La redistribution du vivant sous l’effet de la hausse des températures est une lame de fond, affirment les 41 chercheurs de 14 pays qui publient dans Science une étude sur l’impact du réchauffement climatique sur la biodiversité et par ricochet sur l’homme.

Adaptation

Pour la première fois, une étude scientifique parue dans Science relie les déplacements et adaptations des espèces végétales et animales au réchauffement climatique avec les premières perturbations sur le bien-être humain. “ L’homme se nourrit, se chauffe, se protège, se soigne grâce à des biens prélevés dans la nature, résume Jonathan Lenoir, écologue à l’Université Jules Verne de Picardie et l’un des 41 auteurs de l’article. Le réchauffement climatique modifie les aires de répartition des espèces qu’elles soient commerciales ou non et influe sur la taille des populations, ce qui a un impact sur le bien être humain “.
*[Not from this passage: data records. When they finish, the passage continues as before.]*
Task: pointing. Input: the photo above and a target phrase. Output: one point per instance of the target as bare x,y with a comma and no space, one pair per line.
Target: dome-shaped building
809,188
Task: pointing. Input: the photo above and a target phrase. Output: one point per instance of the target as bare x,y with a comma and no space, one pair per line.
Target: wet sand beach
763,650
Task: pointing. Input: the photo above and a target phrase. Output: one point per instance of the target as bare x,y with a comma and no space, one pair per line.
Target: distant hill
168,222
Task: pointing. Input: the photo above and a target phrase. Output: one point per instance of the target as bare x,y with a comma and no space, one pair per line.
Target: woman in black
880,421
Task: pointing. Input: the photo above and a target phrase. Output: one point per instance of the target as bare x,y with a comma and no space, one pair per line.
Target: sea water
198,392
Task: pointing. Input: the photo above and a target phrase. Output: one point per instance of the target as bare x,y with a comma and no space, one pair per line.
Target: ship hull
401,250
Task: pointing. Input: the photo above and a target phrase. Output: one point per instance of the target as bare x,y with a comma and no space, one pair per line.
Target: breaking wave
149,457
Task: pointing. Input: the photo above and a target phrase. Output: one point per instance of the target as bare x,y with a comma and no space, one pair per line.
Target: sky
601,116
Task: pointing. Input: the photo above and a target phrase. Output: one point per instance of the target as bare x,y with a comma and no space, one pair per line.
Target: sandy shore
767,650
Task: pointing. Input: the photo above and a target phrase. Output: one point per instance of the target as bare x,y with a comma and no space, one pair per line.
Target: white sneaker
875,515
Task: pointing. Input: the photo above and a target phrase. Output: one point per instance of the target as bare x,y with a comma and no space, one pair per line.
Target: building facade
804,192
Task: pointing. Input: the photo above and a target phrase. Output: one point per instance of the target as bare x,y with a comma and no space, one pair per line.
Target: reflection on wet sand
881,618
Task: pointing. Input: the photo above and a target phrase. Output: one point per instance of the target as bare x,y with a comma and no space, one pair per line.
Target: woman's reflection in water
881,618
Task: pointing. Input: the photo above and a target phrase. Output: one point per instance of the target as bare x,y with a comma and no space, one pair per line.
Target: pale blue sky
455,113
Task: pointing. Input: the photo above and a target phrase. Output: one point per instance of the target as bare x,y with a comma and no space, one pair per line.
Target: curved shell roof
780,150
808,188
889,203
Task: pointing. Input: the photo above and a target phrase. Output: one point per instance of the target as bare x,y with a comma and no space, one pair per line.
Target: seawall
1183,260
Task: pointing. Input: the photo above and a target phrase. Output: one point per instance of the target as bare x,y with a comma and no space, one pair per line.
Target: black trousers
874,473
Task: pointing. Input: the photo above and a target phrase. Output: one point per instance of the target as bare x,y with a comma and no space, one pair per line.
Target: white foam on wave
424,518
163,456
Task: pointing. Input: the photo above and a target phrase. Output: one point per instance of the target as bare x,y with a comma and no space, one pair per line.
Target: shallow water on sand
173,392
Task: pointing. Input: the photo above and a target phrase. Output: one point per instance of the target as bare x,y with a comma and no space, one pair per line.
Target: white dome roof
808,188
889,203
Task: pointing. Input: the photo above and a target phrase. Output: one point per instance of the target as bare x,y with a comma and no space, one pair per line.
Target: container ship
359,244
L’influence de la hausse des températures sur les animaux et les végétaux est désormais bien documentée, Jonathan Lenoir y avait déjà consacré un article en 2014. Pour garder des conditions de vie optimale, les espèces doivent soit tolérer le changement, soit bouger, soit s’adapter pour éviter l’extinction. Les études scientifiques montrent qu’en moyenne les espèces animales terrestres migrent vers le nord de 17 km par décennie et les espèces marines de 72 km. Les végétaux s’étendent en altitude pour éviter la chaleur des plaines et certaines espèces de poissons optent pour une descente vers les fonds marins. Pour de nombreuses espèces, la réaction reste à la traîne du changement climatique pour des raisons liées au cycle de vie ou aux traits d’histoire de vie des organismes.Toute la chaîne alimentaire est en effet bouleversée. ” Les changements dans les dynamiques de prédation, les associations de végétaux, la compétition et le mutualisme peuvent aussi avoir des impacts substantiels au niveau des populations ” écrivent les auteurs.

Prédateur

 Ce n’est évidemment pas sans conséquence pour un “top prédateur” comme l’homme. Des effets directs sont déjà constatés. Alors qu’il ne faisait jusqu’au début du siècle que l’objet d’une négociation entre pays européens, le stock de maquereau de l’Atlantique est remonté tellement au nord qu’il en est devenu une pêche islandaise, provoquant une dispute entre cette île non membre de l’Union européenne et les membres de celle-ci. En Australie, le recul des kelp, ces immenses forêts de macro-algues et leur remplacement par des herbiers sous-marins, est attribué à la hausse des populations de poissons herbivores tropicaux qui peuvent désormais fréquenter des eaux qui leur étaient auparavant interdites car trop fraîches. Les thons tropicaux dont dépendent les populations de nombreuses petites îles du Pacifique commencent à remonter vers le nord, mettant en péril leur approvisionnement. Dans ce cas, il y a des perdants et des gagnants. Les eaux indiennes les plus septentrionales sont en train de devenir plus productives. Les pays tempérés ne sont pas épargnés. Les chercheurs donnent l’exemple de la forêt européenne dont la productivité notamment en bois d’œuvre est déjà modifiée par la hausse des températures et un climat plus sec.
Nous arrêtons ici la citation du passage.